Russia is on the brink of collapse, and the Romanov family faces a terrifyingly uncertain future. Grand Duchess Tatiana has fallen in love with cavalry officer Dmitri, but events take a catastrophic turn, placing their romance – and their lives – in danger . . .
Kitty Fisher escapes to her great-grandfather’s remote cabin in America, after a devastating revelation makes her flee London. There, on the shores of Lake Akanabee, she discovers the spectacular jewelled pendant that will lead her to a long-buried family secret . . .
Haunting, moving and beautifully written, The Secret Wife effortlessly crosses centuries, as past merges with present in an unforgettable story of love, loss and resilience.
Welcome to my spot on the Blog Tour for The Secret Wife by Gill Paul, published by Avon Books in paperback on 25 August 2016.
Until I read and reviewed The Four Sisters by Helen Rappaport back in July 2014, I knew almost nothing about Russian history and the Romanovs. That book really sparked my interest, and I have since watched some TV programmes about them.
The Secret Wife is Gill Paul's fictionalised story of what could have happened to Grand Duchess Tatiana and cavalry officer Dmitri Malama if they had lived. There are people who say that authors should not base fiction on actual people, or events. I guess that historians could be annoyed by this, but come on people, the author clearly states in her notes that The Secret Wife is fiction.
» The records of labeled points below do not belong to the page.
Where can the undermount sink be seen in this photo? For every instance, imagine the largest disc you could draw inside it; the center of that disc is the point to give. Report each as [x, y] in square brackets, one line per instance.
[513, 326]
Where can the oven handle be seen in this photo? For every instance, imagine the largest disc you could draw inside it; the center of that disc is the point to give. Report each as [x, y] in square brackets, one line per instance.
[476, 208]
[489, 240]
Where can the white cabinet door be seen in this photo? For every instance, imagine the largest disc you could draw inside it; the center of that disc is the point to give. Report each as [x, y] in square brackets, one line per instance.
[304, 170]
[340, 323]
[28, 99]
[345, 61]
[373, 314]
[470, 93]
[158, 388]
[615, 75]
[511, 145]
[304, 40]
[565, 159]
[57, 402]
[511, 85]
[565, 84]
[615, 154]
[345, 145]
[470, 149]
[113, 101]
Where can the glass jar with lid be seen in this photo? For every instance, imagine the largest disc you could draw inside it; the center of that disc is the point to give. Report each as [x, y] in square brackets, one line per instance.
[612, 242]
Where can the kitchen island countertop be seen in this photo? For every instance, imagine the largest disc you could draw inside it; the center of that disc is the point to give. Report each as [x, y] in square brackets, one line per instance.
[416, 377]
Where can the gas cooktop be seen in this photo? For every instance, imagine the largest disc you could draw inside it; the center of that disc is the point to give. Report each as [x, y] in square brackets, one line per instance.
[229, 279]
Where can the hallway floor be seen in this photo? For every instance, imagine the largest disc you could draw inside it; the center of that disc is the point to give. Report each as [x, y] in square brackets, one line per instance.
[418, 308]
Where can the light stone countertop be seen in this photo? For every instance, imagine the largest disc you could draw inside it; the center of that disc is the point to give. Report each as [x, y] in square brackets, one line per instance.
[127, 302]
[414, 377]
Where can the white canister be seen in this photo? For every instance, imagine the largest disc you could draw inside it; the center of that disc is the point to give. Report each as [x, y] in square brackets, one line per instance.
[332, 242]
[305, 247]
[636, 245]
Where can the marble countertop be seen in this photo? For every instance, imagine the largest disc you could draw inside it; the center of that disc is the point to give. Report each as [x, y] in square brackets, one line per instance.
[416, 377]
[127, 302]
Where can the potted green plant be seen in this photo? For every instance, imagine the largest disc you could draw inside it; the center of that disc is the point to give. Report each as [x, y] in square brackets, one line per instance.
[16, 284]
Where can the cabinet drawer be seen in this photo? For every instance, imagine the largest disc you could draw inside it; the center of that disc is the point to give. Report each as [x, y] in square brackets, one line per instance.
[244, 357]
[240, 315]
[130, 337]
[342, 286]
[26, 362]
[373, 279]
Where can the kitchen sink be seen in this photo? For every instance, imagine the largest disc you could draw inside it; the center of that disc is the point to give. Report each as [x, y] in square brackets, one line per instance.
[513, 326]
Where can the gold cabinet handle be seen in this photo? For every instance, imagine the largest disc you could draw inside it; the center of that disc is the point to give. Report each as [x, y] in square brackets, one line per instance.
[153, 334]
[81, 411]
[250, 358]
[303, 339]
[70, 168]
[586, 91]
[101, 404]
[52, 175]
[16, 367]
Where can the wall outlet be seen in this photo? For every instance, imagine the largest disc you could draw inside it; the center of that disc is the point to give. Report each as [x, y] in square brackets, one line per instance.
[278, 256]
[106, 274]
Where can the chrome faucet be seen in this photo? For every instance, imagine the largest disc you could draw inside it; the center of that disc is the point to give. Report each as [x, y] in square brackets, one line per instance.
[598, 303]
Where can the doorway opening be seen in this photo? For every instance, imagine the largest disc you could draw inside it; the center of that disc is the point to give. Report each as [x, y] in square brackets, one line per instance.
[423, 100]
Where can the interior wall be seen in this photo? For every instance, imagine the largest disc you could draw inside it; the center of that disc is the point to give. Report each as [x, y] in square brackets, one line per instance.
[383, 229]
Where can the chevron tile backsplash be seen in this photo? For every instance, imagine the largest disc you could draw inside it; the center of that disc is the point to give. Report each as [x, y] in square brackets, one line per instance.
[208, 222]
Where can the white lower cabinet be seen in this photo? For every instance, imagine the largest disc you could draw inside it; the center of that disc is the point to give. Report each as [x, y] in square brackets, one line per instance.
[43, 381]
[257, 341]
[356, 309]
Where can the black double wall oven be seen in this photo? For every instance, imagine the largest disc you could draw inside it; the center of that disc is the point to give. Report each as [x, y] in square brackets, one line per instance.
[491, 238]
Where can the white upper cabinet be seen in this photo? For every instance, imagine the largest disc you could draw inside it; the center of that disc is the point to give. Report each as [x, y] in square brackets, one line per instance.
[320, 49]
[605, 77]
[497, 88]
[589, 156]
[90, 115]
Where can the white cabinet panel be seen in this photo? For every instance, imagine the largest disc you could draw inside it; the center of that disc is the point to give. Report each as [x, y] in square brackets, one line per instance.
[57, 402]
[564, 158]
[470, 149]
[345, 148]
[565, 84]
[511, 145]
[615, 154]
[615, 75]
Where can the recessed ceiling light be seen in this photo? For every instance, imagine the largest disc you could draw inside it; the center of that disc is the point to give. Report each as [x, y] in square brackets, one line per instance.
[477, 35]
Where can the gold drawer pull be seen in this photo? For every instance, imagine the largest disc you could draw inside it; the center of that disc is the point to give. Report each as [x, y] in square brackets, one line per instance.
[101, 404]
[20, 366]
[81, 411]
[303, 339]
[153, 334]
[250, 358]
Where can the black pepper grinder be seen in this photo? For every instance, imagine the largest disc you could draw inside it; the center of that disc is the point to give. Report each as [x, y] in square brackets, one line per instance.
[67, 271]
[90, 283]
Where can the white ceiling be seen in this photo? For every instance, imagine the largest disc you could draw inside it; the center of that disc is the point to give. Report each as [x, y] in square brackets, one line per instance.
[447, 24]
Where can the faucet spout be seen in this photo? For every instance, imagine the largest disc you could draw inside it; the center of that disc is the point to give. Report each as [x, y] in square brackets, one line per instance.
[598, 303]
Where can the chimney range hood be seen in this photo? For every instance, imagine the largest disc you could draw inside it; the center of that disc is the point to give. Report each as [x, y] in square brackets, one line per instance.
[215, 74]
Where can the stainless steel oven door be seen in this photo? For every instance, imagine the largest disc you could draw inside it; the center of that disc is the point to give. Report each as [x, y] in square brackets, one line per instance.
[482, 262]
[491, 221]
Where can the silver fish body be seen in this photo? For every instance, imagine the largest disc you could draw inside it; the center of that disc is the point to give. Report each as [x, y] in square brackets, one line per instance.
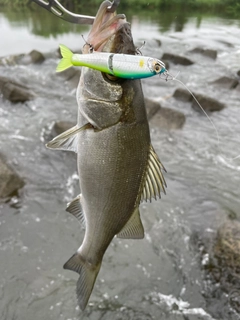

She tells her readers that it is entirely a 'what if' situation, and my thoughts are that if the likes of Stephen King can manipulate history in his novel 11.22.63 (WHAT IF you could go back in time and change the course of history? WHAT IF the watershed moment you could change was the JFK assassination?), then I don't see why other authors shouldn't do so too. Gill Paul has created a wonderful story here, she's obviously meticulously researched her subject and The Secret Wife has absolutely captivated me from the first paragraph, right through to the very last word.
The Secret Wife is a novel told in two parts, in two eras, by two very different narrators and opens in 2016 on the shores of Lake Akanabee in New York State. Kitty Fisher is a young English woman who has fled across the ocean after discovering that her husband has betrayed her. She recently discovered that she was the sole beneficiary to the estate of Dmitri Yakovlevich - her great-grandfather - a man that she didn't even know existed, and had never been told about. Part of the estate included a run-down log cabin by Lake Akanabee, and it seemed a natural place for Kitty to hide out whilst she examines her feelings for her husband Tom.
The story then goes back to Tsarskoe Selo in Russia, during the first world war and cavalry officer Dmitri Malama has been wounded in battle. He is recovering in hospital, and it is here that he meets the Grand Duchess Tatiana, daughter of Tsar Nicholas II.
This is a sweeping story that encompasses the horrors of World War I, the torture and murder of the Romanovs, carries on through World War II and beyond. The author vividly conjures the sights and sounds of Russia during that period, creating characters that are vibrant and realistic and weaving a passionate story of love, grief, betrayal and heartbreak.
Kitty's 2016 story is just as compelling as she slowly uncovers her family history, a history that she had no idea about and that startles and compels her.
|Top: Olga, Tatiana, Maria, Anastasia, Alexei ~ the children of Tsar Nicholas II of Russia|
Bottom (L-R) Tatiana in her nursing uniform; Dmitri Malama in his cavalry uniform; Tatiana in a studio portrait
I was totally swept up by this fabulously written story, from the trenches of war, through to the modern-day New York state setting, it really is a complete joy to read. The snippets from history are fascinating and the author's imagining of what could have happened to the lead characters if their lives had gone down a different path is beautifully imagined, and certainly leaves a lot to think about.
I have read most of Gill Paul's novels and have to say that for me, The Secret Wife is certainly her best to date. I loved it, and will shout about it and recommend it to everyone.
My thanks to the publisher for my review copy and for the invitation to take part in the blog tour.
Women and Children First (2012), which was shortlisted for an RNA award, The Affair (2013), and No Place for a Lady (2015), which was shortlisted for a Love Stories Award.
Her non-fiction includes A History of Medicine in 50 Objects (2016), World War I Love Stories (2014) and Royal Love Stories (2015).
Gill has written about relationships for a number of newspapers and magazines, and has an occasionally successful sideline in matchmaking.
She swims year-round in an outdoor pond.